Ok I learned something.
Do yo mean (I just read some python doc and saw they have u"blal" for a 
unicode string.) that
their method source code in stored using unicode?

So what is the path to go there?


>
> 	Three remarks:
> 	- My point that it should be consistent,
> 	
> I don't understand.  What should be consistent with what?

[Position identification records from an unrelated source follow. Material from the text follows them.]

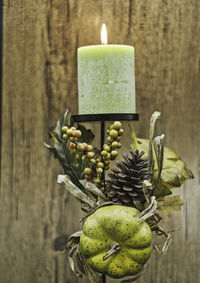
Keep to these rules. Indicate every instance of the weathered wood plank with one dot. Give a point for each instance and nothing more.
(40, 81)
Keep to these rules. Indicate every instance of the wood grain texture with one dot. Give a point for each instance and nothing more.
(40, 80)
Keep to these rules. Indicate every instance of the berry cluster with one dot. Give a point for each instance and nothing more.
(72, 135)
(98, 163)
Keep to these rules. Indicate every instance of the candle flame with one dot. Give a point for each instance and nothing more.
(104, 35)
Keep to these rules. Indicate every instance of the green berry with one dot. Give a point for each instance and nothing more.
(117, 125)
(109, 139)
(76, 133)
(99, 170)
(93, 161)
(80, 147)
(64, 129)
(86, 146)
(119, 145)
(90, 154)
(100, 165)
(115, 144)
(65, 136)
(87, 171)
(84, 157)
(108, 155)
(69, 132)
(73, 139)
(114, 153)
(72, 145)
(104, 153)
(106, 147)
(97, 181)
(106, 167)
(90, 147)
(113, 133)
(121, 132)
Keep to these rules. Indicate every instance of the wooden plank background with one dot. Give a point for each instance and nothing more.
(40, 40)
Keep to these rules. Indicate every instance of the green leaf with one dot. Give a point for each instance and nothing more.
(168, 204)
(174, 170)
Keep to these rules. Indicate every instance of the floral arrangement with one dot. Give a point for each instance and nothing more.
(124, 209)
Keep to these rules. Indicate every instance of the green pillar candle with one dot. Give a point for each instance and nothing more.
(106, 80)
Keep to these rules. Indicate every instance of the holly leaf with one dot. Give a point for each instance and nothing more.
(87, 136)
(174, 171)
(168, 204)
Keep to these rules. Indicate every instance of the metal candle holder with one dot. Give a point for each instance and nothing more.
(103, 118)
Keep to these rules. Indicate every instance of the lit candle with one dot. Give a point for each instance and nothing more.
(106, 79)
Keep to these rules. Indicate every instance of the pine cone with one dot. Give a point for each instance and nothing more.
(125, 185)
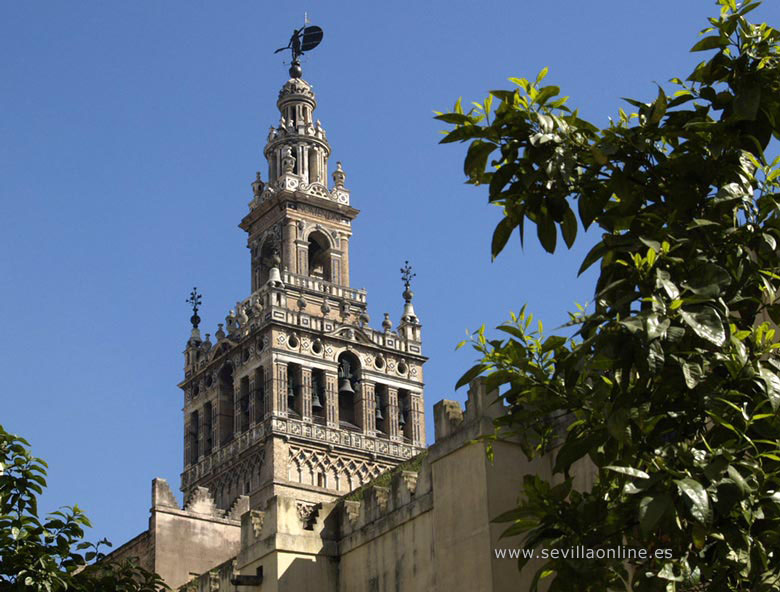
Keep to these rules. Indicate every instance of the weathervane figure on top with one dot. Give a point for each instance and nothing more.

between fonts size, fonts, (you know that you do not get _ and <- 
depending where you are in which fonts, styles...)

>
> 	- Then I really wonder why Squeak that tries to be ANSI (you
> 	were the first one to claim that for initialize) is not ANSI
> 	with assignemnt.  This is fun to have different compatibility
> 	policy.  But I can live with that because I do not care about a
> 	bad standard.
> 	
> I'm having a bit of trouble parsing that, so I'll respond to what I
> _think_ you meant, fully aware that I could be quite wrong.
>
> The ANSI Smalltalk standard is flawed in a number of ways.  It looks as
> though nobody bothered to do any proof-reading at all.  It is sloppy; 
> it
> looks as though very little thought went into corner cases.  It is 
> verbose
> and occasionally vague, suffering from the ills common to informal
> specifications.  And it leaves a lot out.
>
> BUT it is the only standard we have, and the Smalltalk community is not
> so large that building artificial barriers is a good idea.
>
> The ANSI Smalltalk standard says that "_" is a character that is usable
> in identifiers.  I think this is a Good Thing and I would like Squeak 
> to
> support it.  The idea of putting space between words to make text much
> more readable was discovered about 500 years ago.  It's time Squeak 
> caught up.

I wonder what vendors pushed this bad idea. I think that this is really 
not a problem
and none of the current Smalltalk have method written that way and this 
would be a bad idea to start
this is been different for the sake of it. I prefer to see Squeak 
evolving for real change

>
> (Oddly enough, the S programming language used both _ and <- for 
> assignment.
> The 1.8.0 release of R has finally killed off the _ spelling of <- .)
>
> HOWEVER, while I think it is important that ANSI-compatible identifiers
> with underscores should be supported by Squeak, I *don't* want to lose
> the assignment arrow.  If Unicode didn't exist, I'd be suggesting that 
> we
> add the four arrows at code positions 31 (left arrow) 30 (up arrow)
> 29 (down arrow) and 28 (right arrow) -- it's no coincidence that Ctrl-_
> is 31 and Ctrl-^ is 30) -- to all the Squeak fonts.  Since Unicode does
> exist, U+2190 will do perfectly.  I want ALL THREE things supported:
> 	_	in identifiers (ANSI-compatible)
> 	:=	assignmentOperator (ANSI-compatible)
> 	U+2190	assignmentOperator (historic, readable)
>
Why not I would like to have the most compatible with the rest of the 
world
solution + consistency after I can use _ or := this is not the problem.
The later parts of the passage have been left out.